Fall 2023 Physics Colloquium: Searching for a Gravitational Wave Background with Pulsar Timing Arrays

Sarah Vigeland, Assistant Professor Center for Gravitation, Cosmology and Astrophysics, University of Wisconsin-Milwaukee

When

3 – 4 p.m., Sept. 8, 2023

Where

Abstract: Pulsar timing arrays use observations of millisecond pulsars to detect nanohertz gravitational waves. The North American Nanohertz Observatory for Gravitational Waves (NANOGrav) Collaboration has recently released their 15-year data set containing observations of 68 millisecond pulsars. These data contain evidence for Hellings-Downs correlations, which are characteristic of a gravitational wave background.

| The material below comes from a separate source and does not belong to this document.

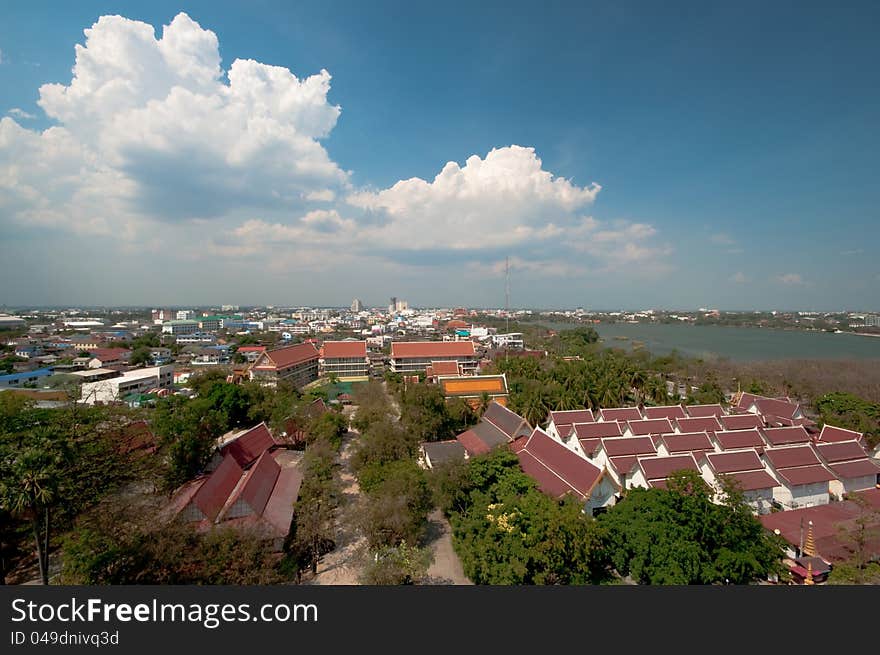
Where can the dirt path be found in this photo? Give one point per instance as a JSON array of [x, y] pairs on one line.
[[446, 568], [344, 564]]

In this talk, I will present these results, and discuss the spectral properties of the signal and implications for the astrophysical source. I will also discuss prospects for detecting other types of gravitational wave sources with pulsar timing arrays, including individual supermassive binary black holes.

Bio:

Sarah Vigeland is a gravitational wave astrophysicist whose work focuses on detecting gravitational waves with pulsar timing arrays. She is a member of the NANOGrav Collaboration, and currently serves as chair of the Gravitational Wave Detection Working Group. She earned her Ph.D. from MIT in 2012, and did postdocs at the Jet Propulsion Laboratory and the University of Wisconsin-Milwaukee before joining the faculty at the University of Wisconsin-Milwaukee as an assistant professor in 2019.